Time-resolved spontaneous emission beyond the doorway–window approximation

Abstract

Abstract A nonperturbative approach is developed for the calculation of time- and frequency-gated spontaneous emission spectra beyond the doorway–window approximation. The basic formulas are derived for the spectrum of a nonadiabatic system in a dissipative environment, which is excited by a pulse of arbitrary intensity and duration. This theory allows us to investigate transient effects due to the finiteness of (overlapping) excitation and gate pulses and to take into account the system–bath interaction during the pulses. To study the domain of validity of the doorway–window approach, the frequency integrated emission signal is calculated for a model electron-transfer system within the present general theory and compared with its doorway–window counterpart.

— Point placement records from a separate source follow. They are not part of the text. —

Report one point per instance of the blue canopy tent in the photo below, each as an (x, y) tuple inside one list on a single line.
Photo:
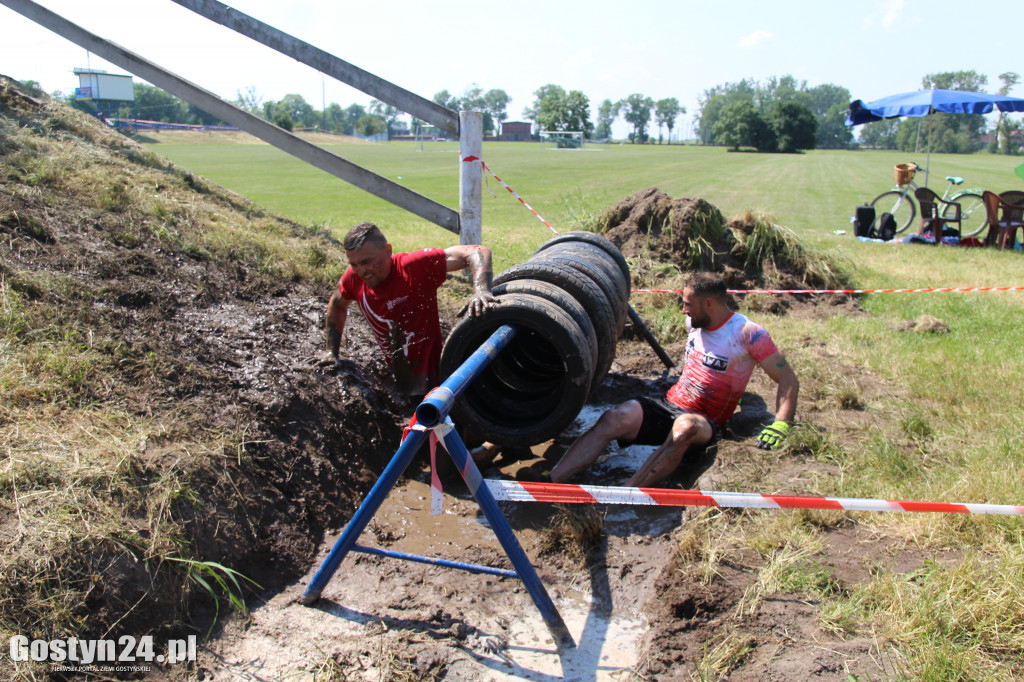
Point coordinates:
[(925, 102)]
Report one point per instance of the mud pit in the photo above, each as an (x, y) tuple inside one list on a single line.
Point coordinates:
[(210, 341)]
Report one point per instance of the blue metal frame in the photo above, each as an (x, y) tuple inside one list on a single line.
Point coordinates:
[(433, 413)]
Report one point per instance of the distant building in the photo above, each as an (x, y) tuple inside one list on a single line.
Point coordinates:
[(109, 91), (517, 131)]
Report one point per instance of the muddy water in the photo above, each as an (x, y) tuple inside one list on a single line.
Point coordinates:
[(485, 627)]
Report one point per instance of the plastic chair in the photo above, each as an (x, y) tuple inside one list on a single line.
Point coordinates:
[(932, 208), (1004, 217)]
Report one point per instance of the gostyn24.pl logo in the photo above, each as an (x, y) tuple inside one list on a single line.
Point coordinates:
[(126, 649)]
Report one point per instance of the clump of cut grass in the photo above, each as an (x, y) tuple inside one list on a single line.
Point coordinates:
[(809, 441), (573, 530), (958, 621), (764, 246), (721, 655), (698, 548)]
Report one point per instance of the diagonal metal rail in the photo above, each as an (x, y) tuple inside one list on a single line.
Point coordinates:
[(326, 62), (208, 101)]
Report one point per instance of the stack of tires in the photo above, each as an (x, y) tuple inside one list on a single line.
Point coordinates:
[(568, 304)]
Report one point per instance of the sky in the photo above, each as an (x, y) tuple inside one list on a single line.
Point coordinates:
[(606, 49)]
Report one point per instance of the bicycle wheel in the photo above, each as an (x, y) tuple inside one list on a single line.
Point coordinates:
[(897, 203), (973, 215)]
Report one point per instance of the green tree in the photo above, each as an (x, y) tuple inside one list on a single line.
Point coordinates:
[(295, 107), (388, 114), (541, 95), (739, 124), (444, 98), (830, 104), (152, 103), (948, 133), (334, 118), (352, 114), (496, 103), (1004, 140), (666, 113), (636, 110), (283, 120), (554, 109), (794, 126), (714, 99), (606, 115), (249, 99), (369, 125)]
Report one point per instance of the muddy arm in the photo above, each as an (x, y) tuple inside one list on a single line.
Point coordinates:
[(477, 258)]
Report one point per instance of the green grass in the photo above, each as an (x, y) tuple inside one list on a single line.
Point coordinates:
[(948, 428), (812, 194)]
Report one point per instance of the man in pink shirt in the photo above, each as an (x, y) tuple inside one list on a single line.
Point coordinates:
[(397, 295), (722, 349)]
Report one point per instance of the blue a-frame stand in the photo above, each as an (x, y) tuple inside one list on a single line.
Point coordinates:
[(432, 414)]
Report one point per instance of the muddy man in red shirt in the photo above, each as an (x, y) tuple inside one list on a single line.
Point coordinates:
[(397, 294)]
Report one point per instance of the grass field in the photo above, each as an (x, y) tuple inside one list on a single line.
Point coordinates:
[(953, 435), (814, 194)]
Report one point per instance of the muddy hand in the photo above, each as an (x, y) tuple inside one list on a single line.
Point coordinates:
[(478, 304)]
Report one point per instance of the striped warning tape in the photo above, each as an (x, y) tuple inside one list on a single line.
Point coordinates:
[(521, 201), (840, 291), (511, 491), (767, 291)]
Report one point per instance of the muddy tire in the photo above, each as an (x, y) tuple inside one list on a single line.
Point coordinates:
[(598, 258), (593, 239), (537, 385), (584, 290), (595, 272), (557, 296)]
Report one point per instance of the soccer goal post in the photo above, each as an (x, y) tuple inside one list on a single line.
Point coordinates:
[(561, 139)]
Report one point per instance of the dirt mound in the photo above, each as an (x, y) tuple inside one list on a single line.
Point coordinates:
[(159, 334), (665, 237)]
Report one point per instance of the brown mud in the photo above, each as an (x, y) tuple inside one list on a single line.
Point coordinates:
[(222, 345)]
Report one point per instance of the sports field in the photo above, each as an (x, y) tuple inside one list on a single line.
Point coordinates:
[(813, 194)]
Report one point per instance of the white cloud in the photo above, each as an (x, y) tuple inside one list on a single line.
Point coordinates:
[(755, 39), (893, 12), (890, 14)]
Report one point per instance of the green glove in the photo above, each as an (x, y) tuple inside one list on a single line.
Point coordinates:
[(772, 435)]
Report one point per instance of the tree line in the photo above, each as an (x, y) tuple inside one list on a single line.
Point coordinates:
[(780, 114)]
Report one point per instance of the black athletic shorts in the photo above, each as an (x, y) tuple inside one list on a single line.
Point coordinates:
[(658, 416)]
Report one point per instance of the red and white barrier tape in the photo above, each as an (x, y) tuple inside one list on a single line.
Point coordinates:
[(521, 201), (840, 291), (511, 491)]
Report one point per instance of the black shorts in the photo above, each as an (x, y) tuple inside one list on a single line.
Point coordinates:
[(658, 416)]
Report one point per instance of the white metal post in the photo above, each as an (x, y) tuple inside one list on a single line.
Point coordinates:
[(470, 177)]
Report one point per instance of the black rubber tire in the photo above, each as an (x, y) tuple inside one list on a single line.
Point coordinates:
[(596, 256), (974, 218), (594, 239), (584, 290), (559, 297), (593, 271), (535, 388)]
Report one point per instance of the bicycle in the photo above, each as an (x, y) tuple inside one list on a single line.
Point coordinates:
[(899, 202)]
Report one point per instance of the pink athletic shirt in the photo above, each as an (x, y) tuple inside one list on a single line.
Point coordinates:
[(718, 366), (408, 297)]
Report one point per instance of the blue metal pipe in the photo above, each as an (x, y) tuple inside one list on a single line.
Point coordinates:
[(463, 460), (471, 567), (440, 401), (364, 515), (435, 407)]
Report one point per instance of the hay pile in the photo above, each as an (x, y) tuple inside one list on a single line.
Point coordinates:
[(666, 238)]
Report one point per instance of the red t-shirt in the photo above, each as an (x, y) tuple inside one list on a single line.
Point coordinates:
[(408, 297), (718, 366)]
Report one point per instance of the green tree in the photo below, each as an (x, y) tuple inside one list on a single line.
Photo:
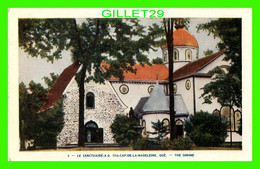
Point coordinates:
[(168, 25), (206, 129), (119, 42), (160, 129), (229, 31), (157, 61), (42, 128), (30, 101), (227, 87), (124, 130)]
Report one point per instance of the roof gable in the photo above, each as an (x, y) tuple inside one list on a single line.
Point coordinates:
[(60, 85), (143, 72)]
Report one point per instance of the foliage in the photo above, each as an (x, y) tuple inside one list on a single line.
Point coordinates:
[(124, 130), (208, 52), (229, 31), (143, 143), (180, 143), (224, 86), (206, 129), (157, 61), (119, 42), (160, 129), (240, 127), (42, 128)]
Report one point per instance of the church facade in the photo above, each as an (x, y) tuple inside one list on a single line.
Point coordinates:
[(144, 92)]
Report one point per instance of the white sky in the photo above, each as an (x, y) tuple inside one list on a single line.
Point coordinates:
[(36, 68)]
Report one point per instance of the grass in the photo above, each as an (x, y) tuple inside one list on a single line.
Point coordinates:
[(193, 148)]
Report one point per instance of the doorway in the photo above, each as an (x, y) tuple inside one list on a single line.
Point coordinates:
[(93, 134)]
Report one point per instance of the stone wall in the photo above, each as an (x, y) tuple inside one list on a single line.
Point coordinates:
[(106, 107)]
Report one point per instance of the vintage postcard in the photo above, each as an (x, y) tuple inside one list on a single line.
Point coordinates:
[(96, 84)]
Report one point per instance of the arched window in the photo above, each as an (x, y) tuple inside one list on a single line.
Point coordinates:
[(144, 127), (227, 115), (166, 122), (238, 119), (90, 100), (179, 128), (165, 55), (176, 54), (188, 55), (216, 113)]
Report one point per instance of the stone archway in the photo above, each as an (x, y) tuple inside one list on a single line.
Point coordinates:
[(93, 134)]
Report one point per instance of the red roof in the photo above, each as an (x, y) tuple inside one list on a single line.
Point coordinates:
[(60, 85), (181, 37), (144, 73), (194, 67)]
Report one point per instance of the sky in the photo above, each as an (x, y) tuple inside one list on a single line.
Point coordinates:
[(36, 68)]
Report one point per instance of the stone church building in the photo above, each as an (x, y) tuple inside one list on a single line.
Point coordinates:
[(145, 92)]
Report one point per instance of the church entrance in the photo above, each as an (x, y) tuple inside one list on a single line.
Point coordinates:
[(93, 134)]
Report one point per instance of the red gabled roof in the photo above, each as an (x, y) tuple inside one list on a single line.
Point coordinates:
[(194, 67), (60, 85), (181, 37), (143, 73)]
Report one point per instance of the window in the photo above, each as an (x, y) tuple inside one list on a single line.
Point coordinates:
[(188, 84), (188, 54), (175, 88), (150, 89), (179, 128), (238, 119), (144, 127), (165, 55), (196, 54), (227, 115), (216, 113), (176, 54), (166, 122), (124, 89), (90, 100)]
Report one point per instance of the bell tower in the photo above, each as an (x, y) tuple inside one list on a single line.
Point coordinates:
[(186, 48)]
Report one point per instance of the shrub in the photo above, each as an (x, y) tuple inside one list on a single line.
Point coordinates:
[(166, 144), (205, 129), (146, 144), (180, 143), (124, 130)]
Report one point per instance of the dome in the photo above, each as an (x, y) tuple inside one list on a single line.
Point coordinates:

The bath-induced dissipation is described in the framework of Redfield theory. The doorway–window approximation is found to perform quite well for pump durations which are shorter than vibrational periods, although quantitative differences exist. For pulses which are longer than vibrational periods, but shorter than periods of electronic coherences, the doorway–window approximation exaggerates the persistence of both electronic and vibrational coherences. For longer pulses, the doorway–window approach may even be qualitatively incorrect. Dissipative effects during the pump pulse are shown to manifest themselves through the quenching of vibrational coherences.